ThinkNewsBrands: Trust or bust
The news media world is grappling with how to use AI to boost efficiency – but without undermining journalism or the journalists which produce authoritative insight and inspiration. Which is why ThinkNewsBrands is backing Fast News as a launch partner, according to CEO, Vanessa Lyons.
“Just like Mi3 is doing now with Fast News, the whole industry of news media is looking for ways to leverage AI in certain points of the news production cycle, not all points, but in certain points", but crucially, says Lyons, "making sure that even with Generative AI, we’re still a trusted advisor – it’s just [facilitating] more seamless distribution."
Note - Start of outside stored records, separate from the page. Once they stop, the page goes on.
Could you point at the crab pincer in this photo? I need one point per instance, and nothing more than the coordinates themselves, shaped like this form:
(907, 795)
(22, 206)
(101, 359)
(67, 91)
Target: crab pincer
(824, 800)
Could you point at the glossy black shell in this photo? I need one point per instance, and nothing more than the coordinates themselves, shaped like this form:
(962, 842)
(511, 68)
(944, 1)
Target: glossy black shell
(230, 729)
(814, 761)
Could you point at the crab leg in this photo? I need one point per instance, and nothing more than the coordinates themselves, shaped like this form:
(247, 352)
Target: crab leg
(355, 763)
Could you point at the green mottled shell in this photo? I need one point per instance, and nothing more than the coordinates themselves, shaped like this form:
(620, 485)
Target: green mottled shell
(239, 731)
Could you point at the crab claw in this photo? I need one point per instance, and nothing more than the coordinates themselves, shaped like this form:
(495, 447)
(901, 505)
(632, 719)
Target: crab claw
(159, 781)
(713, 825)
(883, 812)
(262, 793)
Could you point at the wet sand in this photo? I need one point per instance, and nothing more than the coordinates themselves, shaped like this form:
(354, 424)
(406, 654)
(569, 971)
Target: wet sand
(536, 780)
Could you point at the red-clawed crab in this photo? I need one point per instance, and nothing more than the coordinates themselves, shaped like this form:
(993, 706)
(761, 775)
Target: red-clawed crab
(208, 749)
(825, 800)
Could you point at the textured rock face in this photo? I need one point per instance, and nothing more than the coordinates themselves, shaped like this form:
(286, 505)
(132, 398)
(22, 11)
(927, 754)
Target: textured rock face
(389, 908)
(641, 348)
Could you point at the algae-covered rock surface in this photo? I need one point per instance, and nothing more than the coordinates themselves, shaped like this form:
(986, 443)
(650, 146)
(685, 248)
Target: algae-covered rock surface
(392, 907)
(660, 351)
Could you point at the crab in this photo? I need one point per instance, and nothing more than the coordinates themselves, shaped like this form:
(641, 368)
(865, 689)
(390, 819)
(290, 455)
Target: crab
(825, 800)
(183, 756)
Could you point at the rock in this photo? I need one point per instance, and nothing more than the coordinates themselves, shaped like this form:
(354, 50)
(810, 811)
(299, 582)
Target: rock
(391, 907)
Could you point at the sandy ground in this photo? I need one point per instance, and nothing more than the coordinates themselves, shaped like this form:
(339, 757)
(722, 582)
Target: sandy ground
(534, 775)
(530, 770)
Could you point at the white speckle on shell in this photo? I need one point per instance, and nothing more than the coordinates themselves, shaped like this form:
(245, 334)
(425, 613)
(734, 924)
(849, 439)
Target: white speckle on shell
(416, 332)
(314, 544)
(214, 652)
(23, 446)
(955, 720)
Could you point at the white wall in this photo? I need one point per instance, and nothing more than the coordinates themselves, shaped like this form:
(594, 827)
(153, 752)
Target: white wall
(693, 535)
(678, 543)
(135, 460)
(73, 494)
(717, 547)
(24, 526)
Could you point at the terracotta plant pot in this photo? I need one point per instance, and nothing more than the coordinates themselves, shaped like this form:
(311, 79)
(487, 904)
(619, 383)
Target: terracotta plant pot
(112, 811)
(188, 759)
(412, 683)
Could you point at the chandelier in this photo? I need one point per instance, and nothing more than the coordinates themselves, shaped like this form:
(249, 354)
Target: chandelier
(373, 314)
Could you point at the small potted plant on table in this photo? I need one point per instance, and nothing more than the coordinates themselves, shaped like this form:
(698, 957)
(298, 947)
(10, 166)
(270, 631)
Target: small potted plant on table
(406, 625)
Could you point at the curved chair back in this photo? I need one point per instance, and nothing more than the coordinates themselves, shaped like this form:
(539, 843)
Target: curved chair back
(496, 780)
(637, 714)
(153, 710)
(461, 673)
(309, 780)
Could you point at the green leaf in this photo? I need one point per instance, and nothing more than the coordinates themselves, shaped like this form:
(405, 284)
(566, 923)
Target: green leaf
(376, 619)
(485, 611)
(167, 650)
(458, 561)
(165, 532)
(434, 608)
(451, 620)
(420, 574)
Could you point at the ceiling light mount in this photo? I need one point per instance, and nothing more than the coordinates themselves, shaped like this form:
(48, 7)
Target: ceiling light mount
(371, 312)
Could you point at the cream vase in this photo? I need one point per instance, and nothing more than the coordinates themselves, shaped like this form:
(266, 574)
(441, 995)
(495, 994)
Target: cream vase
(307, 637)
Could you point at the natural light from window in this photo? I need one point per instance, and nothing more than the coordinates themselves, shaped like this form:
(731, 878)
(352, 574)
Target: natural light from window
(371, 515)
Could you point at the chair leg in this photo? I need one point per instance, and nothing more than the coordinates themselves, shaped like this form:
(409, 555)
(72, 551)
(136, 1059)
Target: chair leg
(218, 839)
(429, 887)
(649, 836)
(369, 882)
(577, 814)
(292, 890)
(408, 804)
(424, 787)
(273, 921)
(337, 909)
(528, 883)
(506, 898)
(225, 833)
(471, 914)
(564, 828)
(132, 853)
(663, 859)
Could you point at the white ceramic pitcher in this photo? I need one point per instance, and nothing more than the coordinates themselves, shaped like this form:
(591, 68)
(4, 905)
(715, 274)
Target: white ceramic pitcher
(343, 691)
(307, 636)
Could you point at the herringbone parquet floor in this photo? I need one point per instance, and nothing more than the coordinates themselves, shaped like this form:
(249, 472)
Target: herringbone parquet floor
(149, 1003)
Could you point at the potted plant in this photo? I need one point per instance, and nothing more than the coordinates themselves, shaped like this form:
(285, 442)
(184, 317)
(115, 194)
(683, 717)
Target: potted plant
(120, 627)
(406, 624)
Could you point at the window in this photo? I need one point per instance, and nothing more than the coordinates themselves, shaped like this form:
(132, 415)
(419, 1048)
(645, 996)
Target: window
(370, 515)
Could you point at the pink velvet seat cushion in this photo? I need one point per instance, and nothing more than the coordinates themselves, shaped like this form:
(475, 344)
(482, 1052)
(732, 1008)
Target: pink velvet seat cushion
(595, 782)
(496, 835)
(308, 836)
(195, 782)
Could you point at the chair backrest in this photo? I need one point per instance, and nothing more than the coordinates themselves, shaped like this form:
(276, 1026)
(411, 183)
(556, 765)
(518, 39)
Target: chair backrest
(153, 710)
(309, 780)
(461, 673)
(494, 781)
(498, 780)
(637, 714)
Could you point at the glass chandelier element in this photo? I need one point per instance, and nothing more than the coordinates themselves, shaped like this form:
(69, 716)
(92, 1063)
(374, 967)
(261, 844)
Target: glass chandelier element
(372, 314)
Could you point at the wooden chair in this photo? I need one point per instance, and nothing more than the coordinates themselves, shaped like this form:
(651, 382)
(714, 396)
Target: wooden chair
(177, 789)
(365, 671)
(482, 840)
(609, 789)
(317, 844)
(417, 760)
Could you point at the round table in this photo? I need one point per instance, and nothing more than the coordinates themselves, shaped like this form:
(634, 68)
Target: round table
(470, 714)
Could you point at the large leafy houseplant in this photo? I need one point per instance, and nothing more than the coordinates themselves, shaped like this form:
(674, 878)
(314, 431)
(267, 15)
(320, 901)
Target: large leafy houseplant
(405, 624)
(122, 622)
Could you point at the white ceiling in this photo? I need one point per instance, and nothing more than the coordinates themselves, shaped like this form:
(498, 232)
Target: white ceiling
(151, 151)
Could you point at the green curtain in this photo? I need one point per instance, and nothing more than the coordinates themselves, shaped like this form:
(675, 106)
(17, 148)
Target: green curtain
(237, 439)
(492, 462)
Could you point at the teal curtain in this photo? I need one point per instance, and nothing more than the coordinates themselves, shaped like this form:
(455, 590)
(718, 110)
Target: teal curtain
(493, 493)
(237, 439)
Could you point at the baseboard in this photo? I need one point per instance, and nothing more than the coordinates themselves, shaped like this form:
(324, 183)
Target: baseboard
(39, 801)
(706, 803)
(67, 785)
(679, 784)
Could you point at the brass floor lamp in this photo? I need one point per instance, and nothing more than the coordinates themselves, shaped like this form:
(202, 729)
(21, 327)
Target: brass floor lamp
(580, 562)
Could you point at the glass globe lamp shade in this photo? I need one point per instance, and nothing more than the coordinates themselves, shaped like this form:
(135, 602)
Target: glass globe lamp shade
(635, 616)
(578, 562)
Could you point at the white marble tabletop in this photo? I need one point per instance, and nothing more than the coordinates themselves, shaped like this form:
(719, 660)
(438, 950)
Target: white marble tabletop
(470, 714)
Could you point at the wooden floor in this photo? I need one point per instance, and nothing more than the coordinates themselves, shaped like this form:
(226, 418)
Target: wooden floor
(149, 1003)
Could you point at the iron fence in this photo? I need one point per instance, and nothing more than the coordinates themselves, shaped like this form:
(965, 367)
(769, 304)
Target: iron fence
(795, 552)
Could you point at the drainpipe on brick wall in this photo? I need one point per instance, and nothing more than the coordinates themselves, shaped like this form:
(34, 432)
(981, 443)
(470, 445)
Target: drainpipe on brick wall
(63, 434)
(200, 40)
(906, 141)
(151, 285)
While Mi3's Fast News is effectively recycling press releases more efficiently than other trade press, Generative AI poses serious questions for the future of news and the distribution of information in a world already struggling to contain the dark side of social media. But Lyons believes that is where news media companies have an inbuilt protection mechanism: journalists.
“We need to remember that the core component of journalism is a human element … You need the human oversight that commits to making sure things are analysed, reported, impartial, accurate – it’s a pretty crucial role that humans and journalists play. So while there’s a baseline of AI to streamline activity and content the responsible fact-checking, framing and authorising of content has to remain,” she adds.
“The introduction of Fast News is about improving the distribution chain ... so it’s nice to see people finding the right avenue in a responsible way.”